El Bitcoin enfrenta su mayor rezago en comparación con las acciones en siete años. Con una capitalización cercana a 1,3 billones de dólares, la criptomoneda ha caído un 35% desde que su relación con el Nasdaq‑100 alcanzó máximos el año pasado, mientras que el índice tecnológico ha aumentado en una magnitud similar. Actualmente, el diferencial de 70 puntos porcentuales a favor de las acciones es el más extenso desde 2019, según datos de CNBC.
El desánimo de los inversores también se ve reflejado en los flujos de opciones. Los volúmenes en vehículos vinculados a cripto, como el iShares Bitcoin Trust (IBIT) y las acciones de MicroStrategy, han mostrado una inclinación hacia posiciones bajistas. El martes, se registraron más puts que calls, con cerca de 100.000 puts compradas en MicroStrategy frente a menos de 37.000 calls, según ThinkOrSwim.

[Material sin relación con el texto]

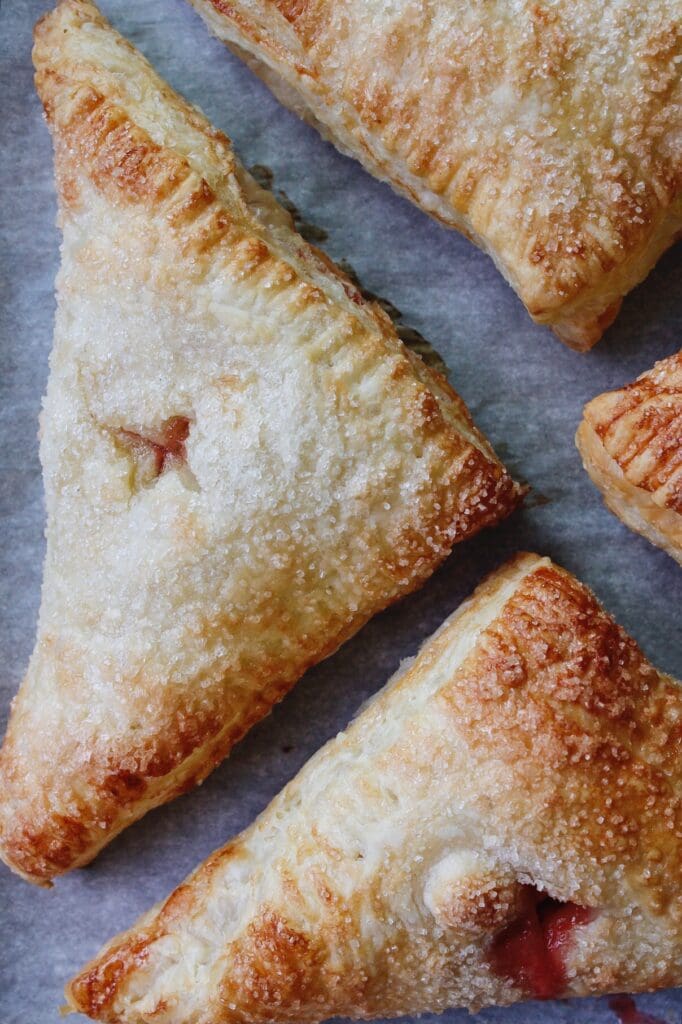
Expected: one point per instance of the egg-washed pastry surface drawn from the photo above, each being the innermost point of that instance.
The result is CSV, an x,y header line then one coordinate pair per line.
x,y
548,132
631,443
502,821
242,461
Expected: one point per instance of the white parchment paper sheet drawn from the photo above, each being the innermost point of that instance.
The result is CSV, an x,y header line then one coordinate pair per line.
x,y
524,388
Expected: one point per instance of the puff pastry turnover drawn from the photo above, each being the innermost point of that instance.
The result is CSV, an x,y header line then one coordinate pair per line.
x,y
502,821
242,461
631,443
548,132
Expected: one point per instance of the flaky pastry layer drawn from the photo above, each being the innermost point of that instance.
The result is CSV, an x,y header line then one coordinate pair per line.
x,y
242,461
528,748
631,443
549,133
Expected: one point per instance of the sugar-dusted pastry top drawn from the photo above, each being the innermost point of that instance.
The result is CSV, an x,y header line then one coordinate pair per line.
x,y
631,442
548,132
502,821
242,461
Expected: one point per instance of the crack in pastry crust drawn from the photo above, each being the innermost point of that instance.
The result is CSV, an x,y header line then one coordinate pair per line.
x,y
521,775
631,443
547,133
326,470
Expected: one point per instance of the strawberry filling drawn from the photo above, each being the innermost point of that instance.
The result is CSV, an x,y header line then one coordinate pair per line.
x,y
530,951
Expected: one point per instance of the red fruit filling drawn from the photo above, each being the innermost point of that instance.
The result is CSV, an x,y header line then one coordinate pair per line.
x,y
530,951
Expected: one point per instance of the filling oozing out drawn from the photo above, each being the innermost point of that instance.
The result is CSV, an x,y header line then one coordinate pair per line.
x,y
530,951
154,454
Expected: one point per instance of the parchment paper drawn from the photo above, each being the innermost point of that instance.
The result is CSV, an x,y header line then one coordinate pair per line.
x,y
524,388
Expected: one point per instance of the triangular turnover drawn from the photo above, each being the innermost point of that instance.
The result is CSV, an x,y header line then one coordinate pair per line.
x,y
242,461
503,821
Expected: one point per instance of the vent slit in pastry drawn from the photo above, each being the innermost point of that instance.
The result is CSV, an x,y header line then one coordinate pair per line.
x,y
502,821
242,465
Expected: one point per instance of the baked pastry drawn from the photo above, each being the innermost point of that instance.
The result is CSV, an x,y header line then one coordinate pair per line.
x,y
243,463
503,820
631,443
549,133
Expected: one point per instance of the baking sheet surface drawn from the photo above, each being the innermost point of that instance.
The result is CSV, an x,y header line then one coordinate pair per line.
x,y
524,388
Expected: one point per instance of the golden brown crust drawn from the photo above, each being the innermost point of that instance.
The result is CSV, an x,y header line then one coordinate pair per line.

El put más negociado fue el 100 con vencimiento el 18 de junio, una apuesta a nuevos mínimos del año.
La presión también se sintió en Coinbase, donde se vendieron más del doble de calls que las que se compraron, lo que indica un menor interés en posiciones alcistas.
Analistas apuntan a varios factores detrás de esta débil reacción del mercado: la reciente venta de Bitcoin por parte de MicroStrategy, la necesidad de liquidez para participar en próximas ofertas públicas iniciales y el creciente interés en derivados, como opciones de 0 días a vencimiento y futuros perpetuos.
Además, la diferencia entre Bitcoin y las acciones, comparada solo con episodios de 2018 y 2019, resalta la sensibilidad del criptoactivo a las tasas de interés. Según David Dziekanski, CEO de Quantify Funds, esta situación refleja un aumento en los costos de financiamiento en el mercado.